Après des mois de débats, de campagnes et de pressions, Dérhy et Gafni sont apparus souriants à la Knesset : le projet a été rouvert, et l’accord des ‘harédim à une loi incluant des objectifs de conscription et des sanctions devient un fait accompli.
Les partis ‘harédim envisagent un retour au gouvernement en trois étapes. État des lieux.
Kol réga’ – Photo : Flash 90
L’optimisme régnait cette semaine dans les partis ‘harédim à l’approche du début des discussions sur la loi de conscription. On a vu à la Knesset le président du Shas, Aryeh Dérhy, et le président de Deguel HaTora, le député Moché Gafni, souriants et détendus.
Dérhy — après avoir réussi à neutraliser la campagne lancée contre lui sur la question de la conscription et à entraîner Deguel HaTora pleinement dans le processus, de manière à ne pas apparaître seul comme “celui qui vend le monde de la Tora”.
Gafni — qui se permet déjà d’imaginer son retour à la tête de la commission des Finances, poste par lequel il gouverne pratiquement le pays depuis près de trois décennies.
Dérhy a affiché cette semaine une confiance totale. Quiconque insinuait que le pays était au bord d’élections anticipées recevait une réponse courte et ferme : il n’y aura pas d’élections. Selon lui, la loi sur la conscription est désormais en bonne voie, et la coalition peut aller jusqu’au bout de son mandat. Même des dossiers bloqués, comme le budget des coupons alimentaires, sont revenus sur la table.
Dans les partis ‘harédim, un plan de retour progressif à la coalition prend déjà forme en trois étapes :
Étape 1 : lever le boycott des votes en séance plénière — peut-être dès la semaine prochaine.
Étape 2 : retour aux postes parlementaires, notamment la présidence de commissions — peut-être dans les deux semaines à venir.
Étape 3 : à l’issue du vote de la loi, retour complet dans les ministères et au sein de la coalition.
Comment les ‘harédim ont réussi à adoucir la loi sur la conscription
Le projet de loi publié hier a tranché un débat interne qui durait depuis des mois. La question était : fallait-il accepter pour la première fois une loi fixant des objectifs de conscription et des sanctions ?
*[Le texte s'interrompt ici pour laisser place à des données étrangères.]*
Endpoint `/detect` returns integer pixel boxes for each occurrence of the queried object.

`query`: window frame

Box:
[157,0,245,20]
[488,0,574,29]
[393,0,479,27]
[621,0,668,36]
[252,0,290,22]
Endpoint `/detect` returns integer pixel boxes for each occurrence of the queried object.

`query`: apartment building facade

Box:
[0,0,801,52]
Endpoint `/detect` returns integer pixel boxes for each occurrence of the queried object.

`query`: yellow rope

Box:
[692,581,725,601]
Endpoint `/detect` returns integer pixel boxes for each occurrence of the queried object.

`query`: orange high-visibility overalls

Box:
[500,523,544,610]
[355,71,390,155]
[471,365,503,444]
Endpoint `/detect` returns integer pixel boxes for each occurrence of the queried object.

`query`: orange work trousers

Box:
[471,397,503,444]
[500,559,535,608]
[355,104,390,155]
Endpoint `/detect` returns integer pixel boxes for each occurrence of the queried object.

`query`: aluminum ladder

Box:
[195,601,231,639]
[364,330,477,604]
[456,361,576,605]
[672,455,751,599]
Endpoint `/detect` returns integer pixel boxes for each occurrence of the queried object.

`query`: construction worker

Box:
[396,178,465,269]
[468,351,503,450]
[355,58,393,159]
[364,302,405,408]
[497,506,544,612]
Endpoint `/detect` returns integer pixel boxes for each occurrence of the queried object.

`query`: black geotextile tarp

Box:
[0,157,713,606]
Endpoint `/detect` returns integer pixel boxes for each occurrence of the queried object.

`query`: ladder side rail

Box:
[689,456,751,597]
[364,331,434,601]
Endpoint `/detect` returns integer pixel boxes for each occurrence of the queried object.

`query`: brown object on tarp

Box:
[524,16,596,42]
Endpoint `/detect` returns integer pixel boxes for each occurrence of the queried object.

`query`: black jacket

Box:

D’un côté, ceux qui affirmaient qu’il s’agissait du moindre mal — une démarche destinée à faire passer une loi et à stabiliser le statut du monde des Yechivoth pour les années à venir.
De l’autre, ceux qui mettaient en garde : accepter un seuil donné créerait un précédent dangereux, impossible à annuler par la suite.
Mais la réalité a prouvé le contraire : le plan Bismuth, révélé hier, représente un net recul par rapport au “plan pré-Iran”. Certes, les ‘harédim avaient accepté par le passé un certain niveau d’engagement, mais cela ne les a pas empêchés cette fois-ci de forcer un retour en arrière — et ce, en pleine période de fortes pressions publiques.
La leçon est claire : en politique israélienne, lorsque vous êtes forts et que l’on a besoin de vous, il n’existe pas de “vous avez déjà accepté”. Vous dites simplement : “J’ai accepté, et maintenant je me rétracte. Ça ne vous convient pas ? Faites face aux conséquences.”
Et c’est précisément ce qui s’est passé ici.
Avec la nomination de Boaz Bismuth comme président de la commission des Affaires étrangères et de la Défense, les ‘harédim ont exigé la réouverture du plan “Iran”. Le bureau de Netanyahu a tenté de s’y opposer : explications, tentatives de persuasion, efforts d’apaisement — en vain.
Dans le bras de fer entre le bureau du Premier ministre et le Shas / Deguel HaTora, c’est le bureau qui a perdu. Le plan a été rouvert, adouci et repoussé de plusieurs pas en arrière.
Et pourtant, il faut souligner une nouveauté historique : pour la première fois dans l’histoire du ‘harédisme, les mécanismes d’objectifs de conscription et de sanctions — considérés il y a encore peu comme de la science-fiction — restent inclus dans la loi avec l’accord des ‘harédim.